Das Museum hat am Pfingstsonntag, 31.05.2020 geschlossen, am Pfingstmontag, 01.06.2020 ist von 11 bis 17 Uhr geöffnet.

Bitte beachten Sie für den Museumsbesuch unser Hygiene- und Sicherheitskonzept:
Im Gutenberg-Museum können alle Ausstellungsräume und der Druckladen zu den üblichen Öffnungszeiten besucht werden. Es ist nicht nötig, für den Museumsbesuch ein bestimmtes Zeitfenster im Voraus zu buchen, für den Besuch des Druckladens bitten wir um Voranmeldung. Während des Museumsbesuchs müssen alle Besucher*innen Mund und Nase bedecken. Um die Beachtung unseres Wegeleitsystems und der Abstandsmarkierungen wird gebeten. Es stehen zur Handdesinfektion Desinfektionsspender bereit.

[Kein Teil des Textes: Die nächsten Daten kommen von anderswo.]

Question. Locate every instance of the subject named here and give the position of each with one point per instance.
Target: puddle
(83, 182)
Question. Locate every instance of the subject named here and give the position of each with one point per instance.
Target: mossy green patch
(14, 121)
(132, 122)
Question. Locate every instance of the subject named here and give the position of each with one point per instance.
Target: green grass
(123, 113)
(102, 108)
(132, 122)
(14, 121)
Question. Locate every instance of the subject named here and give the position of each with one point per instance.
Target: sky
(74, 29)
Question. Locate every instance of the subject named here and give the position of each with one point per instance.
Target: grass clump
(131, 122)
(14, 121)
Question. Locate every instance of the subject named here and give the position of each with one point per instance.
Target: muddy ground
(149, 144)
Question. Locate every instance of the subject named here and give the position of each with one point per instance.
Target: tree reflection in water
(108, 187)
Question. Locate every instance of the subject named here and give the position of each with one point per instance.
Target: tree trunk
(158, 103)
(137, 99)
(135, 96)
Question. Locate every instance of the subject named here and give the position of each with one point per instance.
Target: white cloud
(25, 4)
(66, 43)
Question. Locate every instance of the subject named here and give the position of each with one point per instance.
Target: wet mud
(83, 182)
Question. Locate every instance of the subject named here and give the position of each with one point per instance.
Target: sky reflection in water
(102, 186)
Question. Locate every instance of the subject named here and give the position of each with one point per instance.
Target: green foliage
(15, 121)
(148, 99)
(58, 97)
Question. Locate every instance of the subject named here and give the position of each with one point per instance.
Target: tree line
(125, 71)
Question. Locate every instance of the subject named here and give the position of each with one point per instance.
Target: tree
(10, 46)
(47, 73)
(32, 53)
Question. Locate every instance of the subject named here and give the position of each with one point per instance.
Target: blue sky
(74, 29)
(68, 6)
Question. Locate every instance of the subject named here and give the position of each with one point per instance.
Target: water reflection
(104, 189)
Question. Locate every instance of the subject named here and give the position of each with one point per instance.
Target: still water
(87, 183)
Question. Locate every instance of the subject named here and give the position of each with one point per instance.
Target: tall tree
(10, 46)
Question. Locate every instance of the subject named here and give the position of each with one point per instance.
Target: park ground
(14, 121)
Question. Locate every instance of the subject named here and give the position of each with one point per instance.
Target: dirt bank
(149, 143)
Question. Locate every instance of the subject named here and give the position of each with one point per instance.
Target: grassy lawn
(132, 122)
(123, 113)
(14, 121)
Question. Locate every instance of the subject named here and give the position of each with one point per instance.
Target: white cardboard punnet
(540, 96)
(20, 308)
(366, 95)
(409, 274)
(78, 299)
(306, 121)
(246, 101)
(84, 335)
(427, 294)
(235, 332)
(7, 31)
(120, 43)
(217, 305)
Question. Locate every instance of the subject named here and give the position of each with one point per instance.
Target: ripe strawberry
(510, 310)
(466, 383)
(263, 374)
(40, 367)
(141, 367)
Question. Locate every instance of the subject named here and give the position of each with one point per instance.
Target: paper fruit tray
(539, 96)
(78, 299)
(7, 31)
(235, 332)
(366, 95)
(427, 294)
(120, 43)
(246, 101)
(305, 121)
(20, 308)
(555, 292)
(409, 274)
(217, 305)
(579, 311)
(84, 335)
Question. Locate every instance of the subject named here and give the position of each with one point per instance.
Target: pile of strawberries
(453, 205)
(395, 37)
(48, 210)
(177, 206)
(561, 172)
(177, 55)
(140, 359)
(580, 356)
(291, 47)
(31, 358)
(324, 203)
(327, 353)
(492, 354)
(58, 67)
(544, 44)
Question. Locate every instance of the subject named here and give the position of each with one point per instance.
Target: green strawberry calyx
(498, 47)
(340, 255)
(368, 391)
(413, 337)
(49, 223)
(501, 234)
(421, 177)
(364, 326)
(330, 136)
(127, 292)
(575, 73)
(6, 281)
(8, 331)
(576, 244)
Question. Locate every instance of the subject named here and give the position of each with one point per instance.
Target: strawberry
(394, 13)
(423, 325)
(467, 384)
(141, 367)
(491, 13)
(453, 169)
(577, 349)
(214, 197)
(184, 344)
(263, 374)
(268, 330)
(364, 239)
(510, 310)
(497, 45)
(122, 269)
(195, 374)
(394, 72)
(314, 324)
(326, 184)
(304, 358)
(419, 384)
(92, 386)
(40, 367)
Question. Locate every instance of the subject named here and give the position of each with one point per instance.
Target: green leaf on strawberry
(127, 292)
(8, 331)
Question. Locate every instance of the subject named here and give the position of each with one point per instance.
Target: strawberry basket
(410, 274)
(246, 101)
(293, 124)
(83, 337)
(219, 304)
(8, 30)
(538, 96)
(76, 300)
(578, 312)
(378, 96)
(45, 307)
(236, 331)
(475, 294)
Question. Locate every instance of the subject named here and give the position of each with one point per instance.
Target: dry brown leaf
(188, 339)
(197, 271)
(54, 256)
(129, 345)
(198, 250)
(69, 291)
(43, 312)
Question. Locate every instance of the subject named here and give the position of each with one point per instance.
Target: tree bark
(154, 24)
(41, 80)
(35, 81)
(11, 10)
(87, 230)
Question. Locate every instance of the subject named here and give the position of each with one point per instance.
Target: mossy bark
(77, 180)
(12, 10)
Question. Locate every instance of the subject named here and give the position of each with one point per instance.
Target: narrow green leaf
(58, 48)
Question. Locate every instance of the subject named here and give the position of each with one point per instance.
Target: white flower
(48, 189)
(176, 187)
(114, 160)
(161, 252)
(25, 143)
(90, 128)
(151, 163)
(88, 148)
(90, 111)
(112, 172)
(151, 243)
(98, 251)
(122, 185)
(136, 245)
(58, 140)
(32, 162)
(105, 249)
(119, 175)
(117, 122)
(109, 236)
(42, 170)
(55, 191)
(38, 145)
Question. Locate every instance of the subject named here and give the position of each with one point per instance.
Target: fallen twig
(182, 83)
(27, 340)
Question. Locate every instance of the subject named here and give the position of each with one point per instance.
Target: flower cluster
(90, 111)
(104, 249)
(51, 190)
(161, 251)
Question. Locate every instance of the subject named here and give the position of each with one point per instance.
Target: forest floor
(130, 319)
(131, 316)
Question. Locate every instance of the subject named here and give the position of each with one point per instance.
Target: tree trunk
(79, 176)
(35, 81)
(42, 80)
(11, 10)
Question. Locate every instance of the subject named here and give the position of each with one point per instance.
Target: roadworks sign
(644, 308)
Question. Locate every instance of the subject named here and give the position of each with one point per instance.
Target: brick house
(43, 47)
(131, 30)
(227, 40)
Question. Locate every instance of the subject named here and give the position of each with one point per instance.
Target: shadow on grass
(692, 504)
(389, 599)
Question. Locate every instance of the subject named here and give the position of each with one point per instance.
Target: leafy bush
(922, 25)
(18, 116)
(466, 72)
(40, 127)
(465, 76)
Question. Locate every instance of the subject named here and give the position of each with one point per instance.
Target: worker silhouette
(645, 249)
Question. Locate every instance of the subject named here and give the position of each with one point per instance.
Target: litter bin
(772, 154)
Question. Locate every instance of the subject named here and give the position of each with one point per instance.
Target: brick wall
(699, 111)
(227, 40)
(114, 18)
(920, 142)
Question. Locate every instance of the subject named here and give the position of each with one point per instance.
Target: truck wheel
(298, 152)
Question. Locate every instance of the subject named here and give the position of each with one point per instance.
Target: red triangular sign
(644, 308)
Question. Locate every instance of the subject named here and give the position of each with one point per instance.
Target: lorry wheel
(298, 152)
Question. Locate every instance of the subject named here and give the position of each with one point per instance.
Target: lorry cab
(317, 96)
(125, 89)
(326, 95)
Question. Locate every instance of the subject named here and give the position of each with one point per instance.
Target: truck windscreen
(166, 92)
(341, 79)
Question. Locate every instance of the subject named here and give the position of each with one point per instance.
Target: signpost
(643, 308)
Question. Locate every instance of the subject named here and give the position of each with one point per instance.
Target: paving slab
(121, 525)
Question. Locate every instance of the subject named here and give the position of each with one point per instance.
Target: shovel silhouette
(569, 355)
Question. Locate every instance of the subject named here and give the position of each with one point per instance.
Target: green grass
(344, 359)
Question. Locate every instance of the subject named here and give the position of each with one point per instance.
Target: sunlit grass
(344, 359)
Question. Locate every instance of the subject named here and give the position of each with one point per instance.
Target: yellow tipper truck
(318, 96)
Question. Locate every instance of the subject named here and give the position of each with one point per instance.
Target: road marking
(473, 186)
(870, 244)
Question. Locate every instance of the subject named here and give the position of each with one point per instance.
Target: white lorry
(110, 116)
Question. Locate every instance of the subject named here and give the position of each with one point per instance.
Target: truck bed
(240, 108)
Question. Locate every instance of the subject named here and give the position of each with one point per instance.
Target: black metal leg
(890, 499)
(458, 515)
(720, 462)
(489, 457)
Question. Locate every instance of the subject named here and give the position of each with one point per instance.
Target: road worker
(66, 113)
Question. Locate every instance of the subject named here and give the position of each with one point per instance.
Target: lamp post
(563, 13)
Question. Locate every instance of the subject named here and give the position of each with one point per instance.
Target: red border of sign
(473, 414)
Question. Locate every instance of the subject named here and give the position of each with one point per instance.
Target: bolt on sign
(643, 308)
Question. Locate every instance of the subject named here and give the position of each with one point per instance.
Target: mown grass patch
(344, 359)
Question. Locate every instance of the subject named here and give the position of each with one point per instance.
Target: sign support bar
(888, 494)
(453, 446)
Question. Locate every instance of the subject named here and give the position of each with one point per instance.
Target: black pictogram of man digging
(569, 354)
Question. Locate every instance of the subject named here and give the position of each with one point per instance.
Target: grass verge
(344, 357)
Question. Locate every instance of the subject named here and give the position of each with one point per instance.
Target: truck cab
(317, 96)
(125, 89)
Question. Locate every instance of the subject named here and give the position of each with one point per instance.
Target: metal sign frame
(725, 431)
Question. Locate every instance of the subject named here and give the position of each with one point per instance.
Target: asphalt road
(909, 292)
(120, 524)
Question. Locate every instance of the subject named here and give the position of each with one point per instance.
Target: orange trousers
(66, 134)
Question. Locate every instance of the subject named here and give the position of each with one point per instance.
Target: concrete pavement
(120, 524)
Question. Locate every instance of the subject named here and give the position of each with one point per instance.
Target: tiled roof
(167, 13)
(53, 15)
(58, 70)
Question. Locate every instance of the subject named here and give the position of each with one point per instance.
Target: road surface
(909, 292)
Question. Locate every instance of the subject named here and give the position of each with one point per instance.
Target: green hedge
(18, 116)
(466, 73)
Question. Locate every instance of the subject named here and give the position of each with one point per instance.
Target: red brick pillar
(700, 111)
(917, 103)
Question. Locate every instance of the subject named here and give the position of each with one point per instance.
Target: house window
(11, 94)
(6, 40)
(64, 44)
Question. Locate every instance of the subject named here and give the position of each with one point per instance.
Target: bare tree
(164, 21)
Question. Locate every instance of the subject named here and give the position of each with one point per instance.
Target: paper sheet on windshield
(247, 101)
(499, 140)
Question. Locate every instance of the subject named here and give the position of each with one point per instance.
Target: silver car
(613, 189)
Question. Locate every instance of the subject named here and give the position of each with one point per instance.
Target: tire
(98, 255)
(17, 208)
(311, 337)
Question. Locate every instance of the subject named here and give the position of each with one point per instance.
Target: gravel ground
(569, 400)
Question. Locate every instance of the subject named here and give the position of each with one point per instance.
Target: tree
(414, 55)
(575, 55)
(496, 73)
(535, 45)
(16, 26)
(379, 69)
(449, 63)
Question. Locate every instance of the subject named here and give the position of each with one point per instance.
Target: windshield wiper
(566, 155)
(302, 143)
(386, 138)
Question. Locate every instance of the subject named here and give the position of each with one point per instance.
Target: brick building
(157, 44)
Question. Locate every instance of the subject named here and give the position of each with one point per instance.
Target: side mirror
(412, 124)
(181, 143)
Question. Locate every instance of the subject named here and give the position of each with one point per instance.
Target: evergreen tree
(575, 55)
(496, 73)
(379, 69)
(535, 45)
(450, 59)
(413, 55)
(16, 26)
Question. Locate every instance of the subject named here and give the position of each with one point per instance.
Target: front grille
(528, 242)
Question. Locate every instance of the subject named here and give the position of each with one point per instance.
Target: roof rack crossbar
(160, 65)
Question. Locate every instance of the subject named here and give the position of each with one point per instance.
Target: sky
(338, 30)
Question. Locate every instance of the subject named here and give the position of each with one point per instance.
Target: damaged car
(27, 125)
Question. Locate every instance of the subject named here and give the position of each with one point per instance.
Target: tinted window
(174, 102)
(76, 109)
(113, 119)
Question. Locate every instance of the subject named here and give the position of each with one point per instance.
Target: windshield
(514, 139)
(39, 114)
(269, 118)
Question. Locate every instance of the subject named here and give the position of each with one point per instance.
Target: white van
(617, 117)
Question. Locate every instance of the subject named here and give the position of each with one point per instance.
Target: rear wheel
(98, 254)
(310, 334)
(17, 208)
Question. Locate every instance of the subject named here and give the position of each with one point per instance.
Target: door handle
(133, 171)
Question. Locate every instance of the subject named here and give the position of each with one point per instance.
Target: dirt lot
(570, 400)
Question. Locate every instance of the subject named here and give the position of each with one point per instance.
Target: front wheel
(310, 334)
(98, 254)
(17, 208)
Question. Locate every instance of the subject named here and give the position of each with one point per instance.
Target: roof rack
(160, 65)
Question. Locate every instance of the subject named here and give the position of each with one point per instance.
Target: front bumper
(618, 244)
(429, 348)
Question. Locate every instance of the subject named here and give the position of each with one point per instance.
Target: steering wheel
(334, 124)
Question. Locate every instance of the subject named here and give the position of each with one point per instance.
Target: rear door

Montag, 25.05.2020, 9.00-17.00 Uhr

Drucken und Setzen im Druckladen des Gutenberg-Museums für Kleingruppen (max. 4 Personen eines Haushalts). Setzen mit Holzlettern, Drucken der Motive im Hochdruck, Anwenden des Frottageverfahrens. Weitere Projekte nach Absprache. Kosten: Werkstattbeitrag (Voranmeldung erforderlich, Tel. 06131-122686 oder gm-druckladen@stadt.mainz.de)

Dienstag, 26.05.2020, 10.00, 11.00, 12.00, 14.00, 15.00 und 16.00 Uhr

Druckvorführung an der Gutenberg-Presse

Mittwoch, 27.05.2020, 10.00, 11.00, 12.00, 14.00, 15.00 und 16.00 Uhr
Druckvorführung an der Gutenberg-Presse

Donnerstag, 28.05.2020, 9.00-17.00 Uhr
Drucken und Setzen im Druckladen des Gutenberg-Museums
für Kleingruppen (max. 4 Personen eines Haushalts). Setzen mit Holzlettern, Drucken der Motive im Hochdruck, Anwenden des Frottageverfahrens. Weitere Projekte nach Absprache. Kosten: Werkstattbeitrag (Voranmeldung erforderlich, Tel. 06131-122686 oder gm-druckladen@stadt.mainz.de)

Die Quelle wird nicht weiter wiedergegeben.